Fünf Sterne und Lega dagegen
Der Sinn von Mattarellas Schachzug ist, die politischen Protagonisten nun zur Vernunft zu bringen. Die Aussichten darauf sind angesichts der verhärteten Positionen und persönlichen Ambitionen der Beteiligten gering. Der Sekretär der rechtspopulistischen Lega, Matteo Salvini, aber auch der Chef der systemkritischen Fünf-Sterne-Bewegung, Luigi Di Maio, setzen auf sofortige Neuwahlen und sind gegen eine Regierung auf Zeit. Dabei ist der Eigensinn der Enkel gar nicht so unverständlich. Die Fünf-Sterne-Bewegung, die knapp 32 Prozent der Stimmen bei der Wahl erreichte und am ehesten als systemkritisch und linkspopulistisch beschrieben werden kann, lebt von ihrem Bild als radikaler Alternative zum Politikbetrieb der letzten Dekaden. Ein Bündnis mit der Lega scheiterte deshalb, weil sich Lega-Chef Salvini nicht von seinem Verbündeten Silvio Berlusconi trennen will. Der Ex-Premier ist allerdings nicht nur zwielichtig, sondern rechtskräftig als Steuerbetrüger verurteilt und deshalb den Fünf-Sterne-Wählern nicht vermittelbar.
Berlusconi selbst, dessen Partei Forza Italia immerhin noch 14 Prozent der Stimmen errang, ist vor allem wichtig, noch irgendwie eine Rolle in der Politik zu spielen und überfällige Maßnahmen zu verhindern, etwa ein Gesetz, das Interessenkonflikte regelt und Monopole auf dem Fernsehmarkt zerschlägt. 25 Jahre lang hatte der 81-Jährige damit Erfolg, mit Zutun der auf dem absteigenden Ast befindlichen Sozialdemokraten. Bei denen hält Ex-Parteichef Matteo Renzi immer noch die Fäden in der Hand und legte sein Veto gegen Bündnisse mit Salvini oder Di Maio ein.
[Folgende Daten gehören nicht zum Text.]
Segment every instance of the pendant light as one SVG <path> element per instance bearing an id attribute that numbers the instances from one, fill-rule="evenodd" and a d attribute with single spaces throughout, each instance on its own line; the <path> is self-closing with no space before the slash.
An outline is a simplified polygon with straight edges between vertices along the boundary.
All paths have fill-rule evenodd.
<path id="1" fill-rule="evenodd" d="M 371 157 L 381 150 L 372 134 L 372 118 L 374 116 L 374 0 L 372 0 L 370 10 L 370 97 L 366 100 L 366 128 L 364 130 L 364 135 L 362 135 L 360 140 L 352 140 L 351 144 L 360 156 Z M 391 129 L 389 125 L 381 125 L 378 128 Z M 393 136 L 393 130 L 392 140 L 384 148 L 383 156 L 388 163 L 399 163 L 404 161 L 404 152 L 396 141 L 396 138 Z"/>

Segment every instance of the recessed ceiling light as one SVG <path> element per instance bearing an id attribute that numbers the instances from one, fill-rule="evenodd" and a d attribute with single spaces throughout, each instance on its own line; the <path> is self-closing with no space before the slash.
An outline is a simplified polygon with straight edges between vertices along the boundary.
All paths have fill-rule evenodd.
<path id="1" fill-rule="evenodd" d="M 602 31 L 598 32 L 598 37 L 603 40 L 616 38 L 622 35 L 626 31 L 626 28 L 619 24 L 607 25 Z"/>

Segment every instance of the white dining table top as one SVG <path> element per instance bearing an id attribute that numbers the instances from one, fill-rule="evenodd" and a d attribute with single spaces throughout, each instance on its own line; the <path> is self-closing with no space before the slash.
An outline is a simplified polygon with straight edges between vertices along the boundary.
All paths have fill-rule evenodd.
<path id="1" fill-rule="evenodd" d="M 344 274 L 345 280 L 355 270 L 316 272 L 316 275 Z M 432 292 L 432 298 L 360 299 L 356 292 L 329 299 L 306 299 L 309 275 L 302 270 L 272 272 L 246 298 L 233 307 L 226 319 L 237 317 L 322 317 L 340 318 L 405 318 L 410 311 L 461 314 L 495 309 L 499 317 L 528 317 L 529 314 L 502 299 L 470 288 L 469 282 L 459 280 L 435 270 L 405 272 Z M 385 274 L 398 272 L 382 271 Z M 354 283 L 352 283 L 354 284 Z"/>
So kam es zum Stillstand, den der tapfere Staatspräsident nun zu durchbrechen versucht. Eine letzte Pointe hält die institutionelle Krise in Italien noch bereit. Fällt die vom Staatspräsidenten eingesetzte "neutrale" Regierung im Parlament durch, könnte es schon im Sommer zu Neuwahlen kommen. Ob sich aus der Abstimmung günstigere Bedingungen für eine Regierungsbildung ergeben, ist nicht absehbar. Noch nie wählten die Italiener im Sommer, denn da geht das Land kollektiv in die Naherholung. Wie viele Menschen dann noch die Notwendigkeit erkennen, den widerborstigen Enkeln eine zweite Chance zu geben, steht in den Sternen.